Rising demand for green metals as the world transitions to clean energy is contributing to renewed optimism in the growth prospects for Canadian miners, says a report.

The analysis by KPMG in Canada notes that minerals such as lithium, cobalt and nickel are “critical” to the green and digital transition underway to achieve the goals of the Paris Agreement, which aims to cap the rise in global temperatures at “well below” 2C by 2100, with 1.5C being the ideal scenario.

The production of minerals needed to deploy wind, solar, geothermal power and energy storage is predicted to increase by nearly 500% by 2050, according to the World Bank.
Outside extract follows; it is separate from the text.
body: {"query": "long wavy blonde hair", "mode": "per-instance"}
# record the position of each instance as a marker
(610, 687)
The International Energy Agency (IEA) estimates demand for lithium used in batteries, which help to power electric vehicles, is expected to expand by a factor of 30 by 2030.


Outlook for Canadian miners “extremely positive” following green metals demand

Heather Cheeseman, partner and Toronto mining leader at KPMG in Canada, said the outlook for the mining industry is “extremely positive”.

“The year-long rally in commodity prices, even with the recent volatility sparked by inflationary concerns, is driven not only by pandemic-induced supply chain issues but also climate-action demand for green metals and the massive spending expected on infrastructure,” she added.

But, Cheeseman warned their growth prospects could be dimmed by many factors, including how companies respond to environmental, social, and governance (ESG) risks, and technological transformation.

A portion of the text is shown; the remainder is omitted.